Lincoln the Movie - An American Story We Continue to Experience

Americans must always remember the legacy of President Abraham Lincoln (1809-1865), because, as the cliche warns, those who forget the past are doomed to repeat it.  Viewing Steven Spielberg's movie "Lincoln" is a brilliant history lesson and worth viewing multiple times.

Abraham Lincoln was an unlikely leader who forced the vision he believed in - to remove slavery from American society.  Although Lincoln accomplished his goal with the difficult passage of the Thirteenth Amendment, his accomplishment came with tremendous strife, political turmoil and, eventually, mortal sacrifice.  Untold in the story of Lincoln is a motivational historic character named Thaddeus Stevens, (played by Tommy Lee Jones in the movie "Lincoln") a Congressman from Pennsylvania's 9th District, who likely had an intimate common law relationship with a bi-racial woman named Lydia Hamilton Smith.

Americans were struggling with a political war within the Civil War during the years 1860-65, when the Union Army fought to preserve the nation against the secessionist Confederate States. This was a painfully divisive time in our country's history, when tens of thousands of people died to defend two polarizing points of view about our nation's future. Were we to be a divided nation or a United States?

In the movie Lincoln, this parallel political strife was realistically described, portraying the divisive time when the US Congress was gridlocked about passing of the nation's  Thirteenth Amendment, against the backdrop of the brutal bloodshed  of the American Civil War.  Daniel Day Lewis brilliantly played the character of President Abraham Lincoln.  Sally Field played the President's emotionally labile wife Mary Todd Lincoln

Day-Lewis portrayed the political and vision driven Lincoln, a president determined to remove slavery from American society, regardless of the lethal consequences he witnessed among Union and Confederate armies and, eventually, leading to his murder.

It was a stunning portrayal of Lincoln's political war within a Civil War. Nevertheless, during Lincoln's second inauguration address, he reached out to heal the nation, in spite of the sacrifices shared by both sides during the war. This is what he said:

Fellow Countrymen: (March 4, 1865)

"With malice toward none, with charity for all, with firmness in the right as God gives us to see the right, let us strive on to finish the work we are in, to bin, up the nation's wounds, to care for him who shall have borne the battle and for his widow and his orphan, to do all which may achieve and cherish a just and lasting peace among ourselves and with all nations."

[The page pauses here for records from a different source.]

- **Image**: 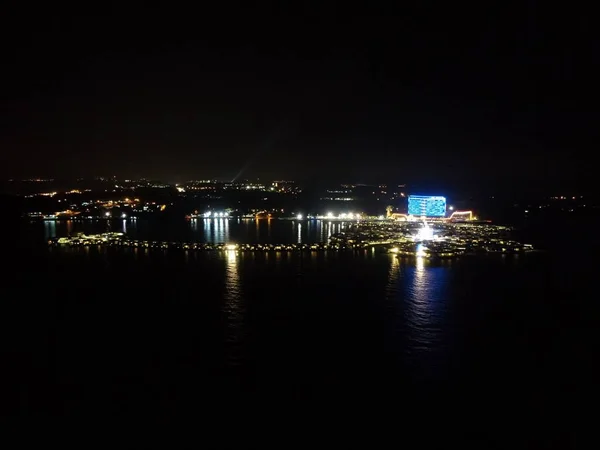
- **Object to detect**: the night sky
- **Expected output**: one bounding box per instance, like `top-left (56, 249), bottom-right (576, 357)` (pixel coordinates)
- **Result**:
top-left (0, 1), bottom-right (600, 187)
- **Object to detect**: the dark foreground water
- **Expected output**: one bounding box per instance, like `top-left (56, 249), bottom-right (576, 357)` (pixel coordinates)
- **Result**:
top-left (0, 222), bottom-right (599, 442)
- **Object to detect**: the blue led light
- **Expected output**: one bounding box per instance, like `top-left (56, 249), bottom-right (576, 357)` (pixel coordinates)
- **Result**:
top-left (408, 195), bottom-right (446, 217)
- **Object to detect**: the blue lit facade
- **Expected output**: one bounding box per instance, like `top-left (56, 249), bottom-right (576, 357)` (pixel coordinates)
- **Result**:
top-left (408, 195), bottom-right (446, 217)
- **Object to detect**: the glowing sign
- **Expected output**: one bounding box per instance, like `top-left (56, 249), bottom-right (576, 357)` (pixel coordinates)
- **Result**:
top-left (408, 195), bottom-right (446, 217)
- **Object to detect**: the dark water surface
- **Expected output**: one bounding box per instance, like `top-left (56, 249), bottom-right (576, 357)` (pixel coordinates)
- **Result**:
top-left (1, 221), bottom-right (598, 442)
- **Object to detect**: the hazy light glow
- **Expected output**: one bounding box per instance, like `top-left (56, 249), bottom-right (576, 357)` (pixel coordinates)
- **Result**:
top-left (408, 195), bottom-right (446, 217)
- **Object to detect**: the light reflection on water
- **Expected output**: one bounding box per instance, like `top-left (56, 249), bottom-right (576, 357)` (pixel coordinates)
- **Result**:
top-left (402, 257), bottom-right (449, 364)
top-left (223, 251), bottom-right (245, 366)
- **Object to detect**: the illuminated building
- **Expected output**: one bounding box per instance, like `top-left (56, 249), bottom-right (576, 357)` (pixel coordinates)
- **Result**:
top-left (408, 195), bottom-right (446, 217)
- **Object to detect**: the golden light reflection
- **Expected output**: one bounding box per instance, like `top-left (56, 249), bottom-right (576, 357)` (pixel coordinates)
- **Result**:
top-left (223, 250), bottom-right (244, 363)
top-left (387, 254), bottom-right (400, 296)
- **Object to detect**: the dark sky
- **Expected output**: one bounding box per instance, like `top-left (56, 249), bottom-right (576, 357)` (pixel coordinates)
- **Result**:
top-left (0, 1), bottom-right (600, 186)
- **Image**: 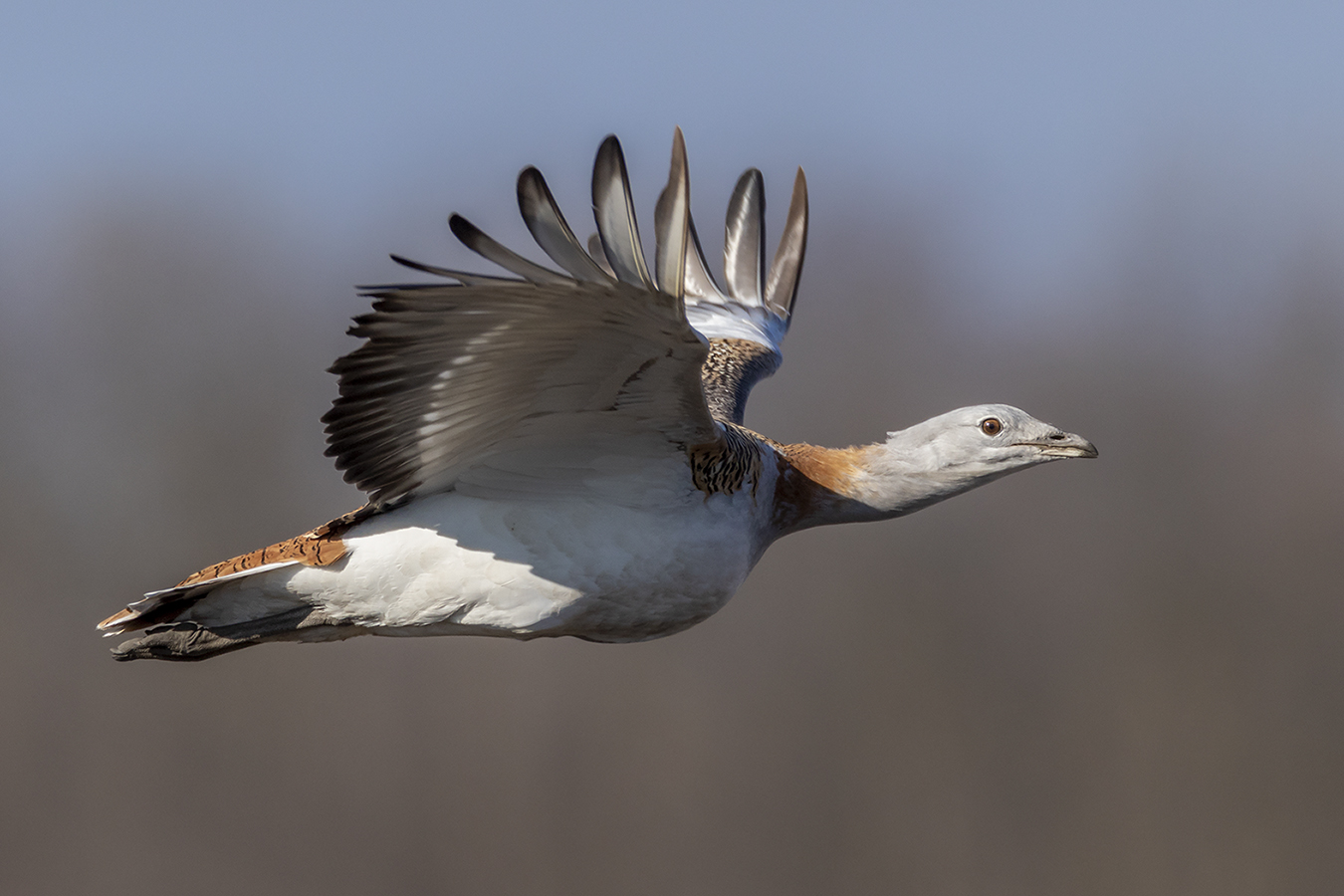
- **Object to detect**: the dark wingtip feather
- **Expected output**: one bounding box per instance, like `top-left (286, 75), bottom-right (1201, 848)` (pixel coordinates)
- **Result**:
top-left (653, 127), bottom-right (691, 299)
top-left (518, 165), bottom-right (611, 284)
top-left (765, 168), bottom-right (807, 320)
top-left (592, 134), bottom-right (653, 289)
top-left (389, 253), bottom-right (519, 283)
top-left (723, 168), bottom-right (765, 304)
top-left (448, 212), bottom-right (569, 284)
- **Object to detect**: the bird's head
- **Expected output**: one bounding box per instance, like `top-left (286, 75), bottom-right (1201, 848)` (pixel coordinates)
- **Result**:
top-left (860, 404), bottom-right (1097, 513)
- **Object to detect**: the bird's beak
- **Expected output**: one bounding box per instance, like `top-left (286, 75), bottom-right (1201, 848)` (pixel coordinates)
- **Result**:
top-left (1013, 432), bottom-right (1097, 457)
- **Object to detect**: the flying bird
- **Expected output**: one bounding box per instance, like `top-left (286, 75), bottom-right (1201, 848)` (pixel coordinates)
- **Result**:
top-left (99, 129), bottom-right (1097, 660)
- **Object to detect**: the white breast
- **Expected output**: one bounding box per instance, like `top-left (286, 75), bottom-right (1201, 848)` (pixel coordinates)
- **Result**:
top-left (276, 491), bottom-right (768, 641)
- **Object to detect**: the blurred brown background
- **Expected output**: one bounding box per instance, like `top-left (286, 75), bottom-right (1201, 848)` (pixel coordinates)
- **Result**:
top-left (0, 0), bottom-right (1344, 896)
top-left (0, 169), bottom-right (1344, 896)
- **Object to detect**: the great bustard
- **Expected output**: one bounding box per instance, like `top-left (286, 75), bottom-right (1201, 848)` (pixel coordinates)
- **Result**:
top-left (100, 130), bottom-right (1097, 660)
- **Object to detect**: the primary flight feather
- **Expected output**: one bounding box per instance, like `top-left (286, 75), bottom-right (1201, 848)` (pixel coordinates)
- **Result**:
top-left (99, 130), bottom-right (1097, 660)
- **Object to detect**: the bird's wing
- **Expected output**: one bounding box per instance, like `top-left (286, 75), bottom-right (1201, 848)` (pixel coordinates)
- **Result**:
top-left (656, 129), bottom-right (807, 423)
top-left (323, 137), bottom-right (723, 507)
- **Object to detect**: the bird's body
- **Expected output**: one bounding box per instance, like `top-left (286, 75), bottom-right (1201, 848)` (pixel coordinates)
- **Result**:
top-left (101, 133), bottom-right (1095, 660)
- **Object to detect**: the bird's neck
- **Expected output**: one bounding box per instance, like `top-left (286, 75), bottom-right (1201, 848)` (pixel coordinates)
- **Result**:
top-left (775, 432), bottom-right (987, 535)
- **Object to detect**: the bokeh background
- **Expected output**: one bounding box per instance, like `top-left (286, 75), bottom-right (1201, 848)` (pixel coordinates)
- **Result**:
top-left (0, 0), bottom-right (1344, 896)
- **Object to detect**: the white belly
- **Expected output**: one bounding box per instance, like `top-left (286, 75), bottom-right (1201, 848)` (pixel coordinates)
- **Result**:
top-left (276, 491), bottom-right (765, 641)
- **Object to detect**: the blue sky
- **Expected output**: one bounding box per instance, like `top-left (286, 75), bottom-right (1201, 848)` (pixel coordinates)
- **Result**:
top-left (0, 0), bottom-right (1344, 305)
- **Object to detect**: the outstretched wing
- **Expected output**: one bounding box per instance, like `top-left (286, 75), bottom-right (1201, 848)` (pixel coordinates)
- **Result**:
top-left (656, 129), bottom-right (807, 423)
top-left (323, 137), bottom-right (723, 505)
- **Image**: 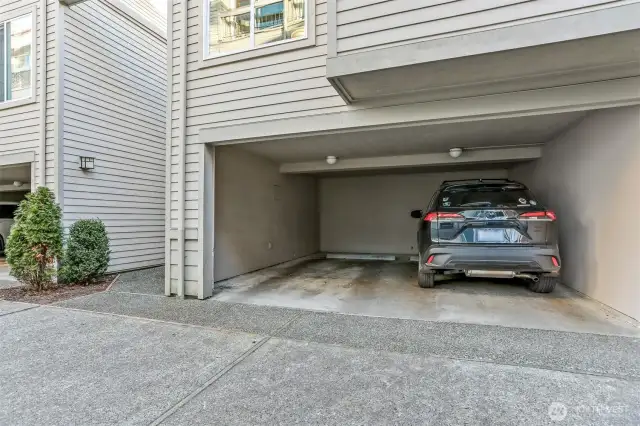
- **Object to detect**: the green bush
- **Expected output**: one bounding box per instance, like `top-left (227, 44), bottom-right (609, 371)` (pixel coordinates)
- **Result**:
top-left (60, 219), bottom-right (111, 284)
top-left (5, 187), bottom-right (62, 291)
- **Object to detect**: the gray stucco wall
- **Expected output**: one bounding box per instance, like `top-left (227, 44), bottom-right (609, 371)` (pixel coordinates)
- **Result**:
top-left (319, 169), bottom-right (507, 255)
top-left (214, 147), bottom-right (319, 280)
top-left (509, 106), bottom-right (640, 319)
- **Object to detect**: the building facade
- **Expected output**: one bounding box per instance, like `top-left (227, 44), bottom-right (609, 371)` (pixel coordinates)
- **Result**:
top-left (0, 0), bottom-right (167, 271)
top-left (165, 0), bottom-right (640, 318)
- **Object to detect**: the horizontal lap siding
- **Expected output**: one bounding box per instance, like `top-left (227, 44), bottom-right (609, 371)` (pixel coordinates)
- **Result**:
top-left (0, 0), bottom-right (50, 188)
top-left (336, 0), bottom-right (626, 54)
top-left (170, 0), bottom-right (346, 288)
top-left (62, 0), bottom-right (167, 271)
top-left (121, 0), bottom-right (167, 31)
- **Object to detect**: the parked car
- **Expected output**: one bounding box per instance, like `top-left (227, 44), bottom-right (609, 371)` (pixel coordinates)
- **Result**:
top-left (411, 179), bottom-right (561, 293)
top-left (0, 201), bottom-right (18, 256)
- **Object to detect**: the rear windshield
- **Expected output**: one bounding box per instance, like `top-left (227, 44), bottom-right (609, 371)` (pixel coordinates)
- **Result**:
top-left (0, 204), bottom-right (18, 219)
top-left (438, 185), bottom-right (538, 207)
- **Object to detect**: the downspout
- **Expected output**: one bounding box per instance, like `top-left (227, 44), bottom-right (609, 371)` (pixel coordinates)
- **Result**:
top-left (164, 0), bottom-right (173, 296)
top-left (36, 0), bottom-right (47, 186)
top-left (178, 0), bottom-right (188, 297)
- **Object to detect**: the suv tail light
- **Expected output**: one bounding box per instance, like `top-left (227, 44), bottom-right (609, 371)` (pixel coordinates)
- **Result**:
top-left (424, 212), bottom-right (464, 222)
top-left (519, 210), bottom-right (556, 221)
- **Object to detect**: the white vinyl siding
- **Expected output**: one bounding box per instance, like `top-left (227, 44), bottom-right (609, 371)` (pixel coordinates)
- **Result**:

It's possible that nothing would have saved Lincoln from his destiny.  He was a victim of his times while framed by the historical events he faced. Yet, his vision and leadership never faltered because he passionately believed slavery to be morally wrong, regardless of the consequences that abolishing it caused.

Nevertheless, as movie viewers re-live the difficult political decisions debated during the Civil War, we're both embarrassed by Congressional inability to embrace a pro-equality amendment in 1865, while, at the same time, reminded how our political processes haven't progressed beyond gridlock, in spite of the issues.  A French cliche to describes this dilemma as "Plus ça change, plus c'est la même chose" (the more things change, the more they stay the same).

Teaching American history with the movie "Lincoln" will likely become standard curricula. Yet, the real test will be evident if our nation learns something from watching Daniel Day Lewis's and Spielberg's realistic portrayal of our nation's tainted past.